[Common/PyTorch] bugfix: Token-linear fused RoPE impl. for THD tensors. by plugyawn · Pull Request #3057 · NVIDIA/TransformerEngine

plugyawn · 2026-05-28T20:51:37Z

Description

Adds a token-linear implementation of the existing THD fused RoPE path to remove a launch-scaling bug.

Addresses #2866, which finds an interesting case with RoPE scales by freqs_len × n_spans, which is pathological; it should scale by total tokens. I reproduced the issue and found that it's causing a noticeable drops on even plausibly routine shapes. For eg: the [128/512] and [512/128] cases here.

The new kernel reuses the existing fused_rope_block_forward and fused_rope_block_backward device helpers, so the math doesn't change. All we need to do is add a THD-only path that launches one bloc/packed token.
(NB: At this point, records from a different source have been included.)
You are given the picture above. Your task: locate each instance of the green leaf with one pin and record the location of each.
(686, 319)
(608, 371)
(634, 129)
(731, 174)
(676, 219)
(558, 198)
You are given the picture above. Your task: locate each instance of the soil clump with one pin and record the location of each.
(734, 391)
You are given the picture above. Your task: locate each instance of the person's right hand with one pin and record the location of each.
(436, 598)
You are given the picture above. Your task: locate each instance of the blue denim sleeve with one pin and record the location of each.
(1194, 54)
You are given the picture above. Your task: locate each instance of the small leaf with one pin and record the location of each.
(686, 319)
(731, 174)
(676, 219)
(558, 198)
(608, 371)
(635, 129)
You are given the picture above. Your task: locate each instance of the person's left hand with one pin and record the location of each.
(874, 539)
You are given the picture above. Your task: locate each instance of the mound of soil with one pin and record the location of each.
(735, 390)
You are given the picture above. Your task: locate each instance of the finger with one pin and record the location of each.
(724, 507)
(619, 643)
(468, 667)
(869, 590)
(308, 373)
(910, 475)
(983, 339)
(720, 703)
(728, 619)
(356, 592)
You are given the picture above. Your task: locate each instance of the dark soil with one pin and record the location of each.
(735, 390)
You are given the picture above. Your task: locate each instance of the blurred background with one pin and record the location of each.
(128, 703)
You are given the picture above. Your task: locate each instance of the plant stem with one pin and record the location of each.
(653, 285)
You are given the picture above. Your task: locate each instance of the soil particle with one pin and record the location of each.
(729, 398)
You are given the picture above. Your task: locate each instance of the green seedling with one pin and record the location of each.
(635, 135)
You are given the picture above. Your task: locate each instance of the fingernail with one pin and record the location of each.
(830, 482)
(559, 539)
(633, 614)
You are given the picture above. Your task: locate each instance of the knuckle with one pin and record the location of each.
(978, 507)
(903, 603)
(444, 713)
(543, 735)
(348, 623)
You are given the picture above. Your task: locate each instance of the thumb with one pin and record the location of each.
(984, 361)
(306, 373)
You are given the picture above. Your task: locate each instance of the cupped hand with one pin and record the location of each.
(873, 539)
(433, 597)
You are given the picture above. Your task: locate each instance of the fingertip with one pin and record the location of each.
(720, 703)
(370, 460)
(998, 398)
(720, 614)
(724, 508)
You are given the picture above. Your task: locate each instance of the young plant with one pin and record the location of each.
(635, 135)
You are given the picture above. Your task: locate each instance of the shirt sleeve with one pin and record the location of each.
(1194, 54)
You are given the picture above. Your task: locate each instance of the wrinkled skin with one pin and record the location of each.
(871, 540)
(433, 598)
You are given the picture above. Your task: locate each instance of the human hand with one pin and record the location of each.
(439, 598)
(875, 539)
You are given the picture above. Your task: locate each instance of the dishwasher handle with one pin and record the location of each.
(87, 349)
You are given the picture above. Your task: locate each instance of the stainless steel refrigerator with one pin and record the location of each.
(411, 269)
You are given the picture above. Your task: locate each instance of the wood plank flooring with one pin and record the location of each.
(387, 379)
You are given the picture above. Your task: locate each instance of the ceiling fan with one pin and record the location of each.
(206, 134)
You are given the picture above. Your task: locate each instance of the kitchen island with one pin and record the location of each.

n_seqs	max span	old layer fwd+bwd (ms)	new layer fwd+bwd (ms)	layer speedup	old paired-RoPE share	new paired-RoPE share
128	512	41.8151	23.0284	1.816x	49.12%	6.14%
512	128	102.1047	23.0167	4.436x	79.38%	6.59%
1024	64	182.9933	23.3783	7.827x	88.36%	6.77%
2401	28	401.0516	24.5668	16.325x	94.40%	6.41%

This is mostly pathological, however, so I've added a condition on the dispatch to avoid the unnecessary binary search overhead, although the overhead appears to be not-that-relevant. The condition is: token-linear only when b >= 64 and the old launch would issue ≥ 8× as many blocks as there are tokens. I'm not sure if this the usual shape of TE updates, so I could remove it!

Some more relevant tests:
Microbenchmark on H100 (bf16, h=32, d=d2=128, freqs_len=T_local=65536, single GPU):

n_seqs	old fwd+bwd (ms)	new fwd+bwd (ms)	speedup
1	1.2746	1.2734	1.001x
8	1.8860	1.3827	1.364x
32	3.9359	1.4462	2.722x
128	12.1849	1.5024	8.110x
512	44.9411	1.5600	28.808x
1024	89.1110	1.5919	55.977x
2401	208.4182	1.6373	127.296x

Fixes: #2866.

Type of change

Documentation change (change only to the documentation, either a fix or a new content)
Bug fix (non-breaking change which fixes an issue)
New feature (non-breaking change which adds functionality)
Breaking change (fix or feature that would cause existing functionality to not work as expected)
Infra/Build change
Code refactoring

Changes

Please list the changes introduced in this PR:

Add token-linear THD fused RoPE forward/backward kernels that launch one CUDA block per packed local token row.
Add NVTE_FUSED_ROPE_THD_TOKEN_LINEAR=0|1.
Reuses existing fused_rope_block_forward and fused_rope_block_backward device helpers.

Checklist:

I have read and followed the contributing guidelines
The functionality is complete
I have commented my code, particularly in hard-to-understand areas
I have made corresponding changes to the documentation <<(none?)>>
My changes generate no new warnings
I have added tests that prove my fix is effective or that my feature works
New and existing unit tests pass locally with my changes

greptile-apps · 2026-05-28T21:02:01Z

Greptile Summary

This PR fixes a launch-scaling bug in the THD fused RoPE path where the original kernel launched freqs_len × n_seqs CUDA blocks (most of which were dead blocks that early-exited), instead of only the total_tokens actually present in the packed batch. Two new CUDA kernels dispatch exactly one block per packed local token row and locate the owning sequence via binary search over cu_seqlens, reusing the existing fused_rope_block_forward/backward device helpers so the per-token math is unchanged.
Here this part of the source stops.